The Valley also adjoins parts of Victoria University (mainly to the north), and a large number of Valley residents study there or at Massey University to the east. Despite the gentrification sometimes known as "yuppification" of the suburb, it keeps its reputation as a home to politico-social radicals. The area has a strong community council campaigning on a variety of issues such as eliminating plastic bag use in local shops.
Alexandra Hollis writes in Salient that "although Aro is this liberal, artsy enclave, it is also very aware of this reputation." Illustrating this artiness young film-makers based in Wellington in the late 90s and 2000 were dubbed the Aro Valley movement, they made feature-length narrative dramas, which they edited and assembled on computer editing suites.
Politically, Aro Valley has become a stronghold or "spiritual home" of the Green Party.

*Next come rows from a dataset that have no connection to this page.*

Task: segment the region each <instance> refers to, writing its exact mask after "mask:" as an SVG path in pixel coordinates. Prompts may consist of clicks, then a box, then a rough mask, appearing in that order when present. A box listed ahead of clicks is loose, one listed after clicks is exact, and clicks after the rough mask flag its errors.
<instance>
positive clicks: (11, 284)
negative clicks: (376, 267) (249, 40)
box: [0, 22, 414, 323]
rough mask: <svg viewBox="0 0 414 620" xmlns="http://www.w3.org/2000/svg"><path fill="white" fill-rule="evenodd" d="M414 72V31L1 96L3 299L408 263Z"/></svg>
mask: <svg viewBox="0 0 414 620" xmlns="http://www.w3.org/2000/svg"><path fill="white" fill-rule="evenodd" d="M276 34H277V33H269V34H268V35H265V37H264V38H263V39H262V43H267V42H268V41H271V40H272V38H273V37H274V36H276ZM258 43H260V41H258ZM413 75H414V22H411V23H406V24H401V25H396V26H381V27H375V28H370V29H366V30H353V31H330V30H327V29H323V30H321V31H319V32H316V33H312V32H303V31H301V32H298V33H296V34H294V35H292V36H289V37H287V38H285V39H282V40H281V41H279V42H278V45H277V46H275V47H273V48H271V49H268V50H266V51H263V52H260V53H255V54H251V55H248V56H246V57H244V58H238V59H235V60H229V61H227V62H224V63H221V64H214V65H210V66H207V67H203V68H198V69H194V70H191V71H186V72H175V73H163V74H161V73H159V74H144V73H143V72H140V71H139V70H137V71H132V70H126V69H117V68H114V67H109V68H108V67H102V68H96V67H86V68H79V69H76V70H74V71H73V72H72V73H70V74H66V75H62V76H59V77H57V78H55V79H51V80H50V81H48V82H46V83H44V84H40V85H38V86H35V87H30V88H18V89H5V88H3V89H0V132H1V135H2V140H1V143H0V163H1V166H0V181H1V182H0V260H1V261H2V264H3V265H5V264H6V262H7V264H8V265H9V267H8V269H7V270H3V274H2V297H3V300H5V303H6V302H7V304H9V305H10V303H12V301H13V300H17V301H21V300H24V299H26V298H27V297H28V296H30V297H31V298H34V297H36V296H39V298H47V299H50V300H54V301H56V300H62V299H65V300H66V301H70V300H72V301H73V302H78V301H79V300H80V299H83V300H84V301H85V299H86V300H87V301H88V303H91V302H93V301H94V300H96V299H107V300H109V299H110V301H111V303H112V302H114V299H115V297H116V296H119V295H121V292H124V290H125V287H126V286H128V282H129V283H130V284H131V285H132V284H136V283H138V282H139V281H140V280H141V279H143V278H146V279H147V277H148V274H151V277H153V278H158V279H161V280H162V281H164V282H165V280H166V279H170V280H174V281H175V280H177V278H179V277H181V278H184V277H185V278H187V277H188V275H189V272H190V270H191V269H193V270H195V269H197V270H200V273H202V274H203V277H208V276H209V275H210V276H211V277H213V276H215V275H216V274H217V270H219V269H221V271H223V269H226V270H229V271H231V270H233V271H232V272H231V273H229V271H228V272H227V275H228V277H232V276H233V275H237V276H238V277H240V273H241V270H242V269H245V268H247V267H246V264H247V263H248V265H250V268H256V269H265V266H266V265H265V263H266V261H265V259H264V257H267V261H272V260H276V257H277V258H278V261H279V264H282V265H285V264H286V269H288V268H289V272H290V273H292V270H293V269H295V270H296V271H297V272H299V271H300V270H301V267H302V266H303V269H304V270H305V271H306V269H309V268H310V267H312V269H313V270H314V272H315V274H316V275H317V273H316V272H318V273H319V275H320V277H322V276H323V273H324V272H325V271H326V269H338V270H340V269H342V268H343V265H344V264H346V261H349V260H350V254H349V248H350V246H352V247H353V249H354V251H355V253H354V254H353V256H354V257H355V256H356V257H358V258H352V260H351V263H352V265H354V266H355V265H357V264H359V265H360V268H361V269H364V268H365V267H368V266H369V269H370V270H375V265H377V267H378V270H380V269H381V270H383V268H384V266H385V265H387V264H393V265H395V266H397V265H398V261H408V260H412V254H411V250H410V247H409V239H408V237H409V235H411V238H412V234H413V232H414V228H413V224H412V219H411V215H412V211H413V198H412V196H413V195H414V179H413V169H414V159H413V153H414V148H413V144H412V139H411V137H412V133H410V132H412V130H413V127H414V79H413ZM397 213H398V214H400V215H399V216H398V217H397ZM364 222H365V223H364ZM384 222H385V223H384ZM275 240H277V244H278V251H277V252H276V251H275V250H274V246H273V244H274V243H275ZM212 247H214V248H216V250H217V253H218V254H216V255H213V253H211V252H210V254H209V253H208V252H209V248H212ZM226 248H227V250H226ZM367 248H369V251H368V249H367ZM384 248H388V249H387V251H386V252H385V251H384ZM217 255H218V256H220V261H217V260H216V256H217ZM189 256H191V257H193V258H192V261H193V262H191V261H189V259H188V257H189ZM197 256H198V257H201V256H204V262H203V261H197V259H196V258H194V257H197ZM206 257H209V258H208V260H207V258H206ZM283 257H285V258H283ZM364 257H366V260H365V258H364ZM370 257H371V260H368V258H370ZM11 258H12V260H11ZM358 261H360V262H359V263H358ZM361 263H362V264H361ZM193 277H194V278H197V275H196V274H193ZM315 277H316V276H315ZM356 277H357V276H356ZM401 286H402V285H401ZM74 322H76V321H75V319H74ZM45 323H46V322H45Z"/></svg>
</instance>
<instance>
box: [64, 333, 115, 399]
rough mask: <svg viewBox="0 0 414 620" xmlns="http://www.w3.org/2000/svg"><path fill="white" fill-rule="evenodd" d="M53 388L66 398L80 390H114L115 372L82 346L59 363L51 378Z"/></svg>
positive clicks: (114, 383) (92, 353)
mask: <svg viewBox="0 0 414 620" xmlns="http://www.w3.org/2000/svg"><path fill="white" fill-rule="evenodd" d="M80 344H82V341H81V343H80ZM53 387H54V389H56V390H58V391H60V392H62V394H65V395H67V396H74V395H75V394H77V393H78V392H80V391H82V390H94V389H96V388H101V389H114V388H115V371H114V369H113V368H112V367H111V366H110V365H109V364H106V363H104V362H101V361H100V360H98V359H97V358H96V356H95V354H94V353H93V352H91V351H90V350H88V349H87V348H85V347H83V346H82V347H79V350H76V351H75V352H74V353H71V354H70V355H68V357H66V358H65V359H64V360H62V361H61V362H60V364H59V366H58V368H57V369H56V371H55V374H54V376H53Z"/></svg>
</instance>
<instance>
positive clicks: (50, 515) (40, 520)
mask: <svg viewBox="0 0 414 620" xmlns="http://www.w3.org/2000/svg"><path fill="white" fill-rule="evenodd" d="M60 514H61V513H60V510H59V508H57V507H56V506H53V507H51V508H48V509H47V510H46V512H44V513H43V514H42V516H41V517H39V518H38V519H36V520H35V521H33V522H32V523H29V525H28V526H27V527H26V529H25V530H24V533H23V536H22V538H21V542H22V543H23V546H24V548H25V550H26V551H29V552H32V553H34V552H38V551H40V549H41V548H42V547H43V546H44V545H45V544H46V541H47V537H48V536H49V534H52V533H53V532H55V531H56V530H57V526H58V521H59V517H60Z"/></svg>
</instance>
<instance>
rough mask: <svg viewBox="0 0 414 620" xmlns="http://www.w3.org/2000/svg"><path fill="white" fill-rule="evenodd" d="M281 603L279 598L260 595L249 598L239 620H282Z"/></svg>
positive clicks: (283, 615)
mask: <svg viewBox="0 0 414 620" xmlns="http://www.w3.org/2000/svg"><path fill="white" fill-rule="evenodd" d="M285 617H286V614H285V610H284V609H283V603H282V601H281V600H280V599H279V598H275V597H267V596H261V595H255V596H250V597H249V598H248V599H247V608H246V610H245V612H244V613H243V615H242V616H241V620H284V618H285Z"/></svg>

In the 2011 general election, the Aro Valley Community Centre was the polling station with the most number of ballots for the Green Party in the country (619), and also was amongst the top polling stations in terms of percentage support for the Greens (at 44%).
Before every general election the Aro Valley candidates meeting is held in the Aro Valley community hall. The atmosphere of the meetings can make them intimidating for candidates, who often face heckling from the audience.
Te Aro School, located at 360 The Terrace, is a multicultural, not integrated state primary school. In 2014 it had a roll of 216. It has a decile rating of 10Z for 2015. The school was established in 1854 and caters for all children from Year 0-8. The current Principal is Sue Clement.
Aro Valley Pre-School is a licensed early childhood education centre in a purpose-built building situated next to the Aro Valley Community Centre and Aro Park. The pre-school caters to children aged three and four years old, with some younger children attending accompanied by their parents. Once a week they also facilitate a parent-led playgroup for children under three.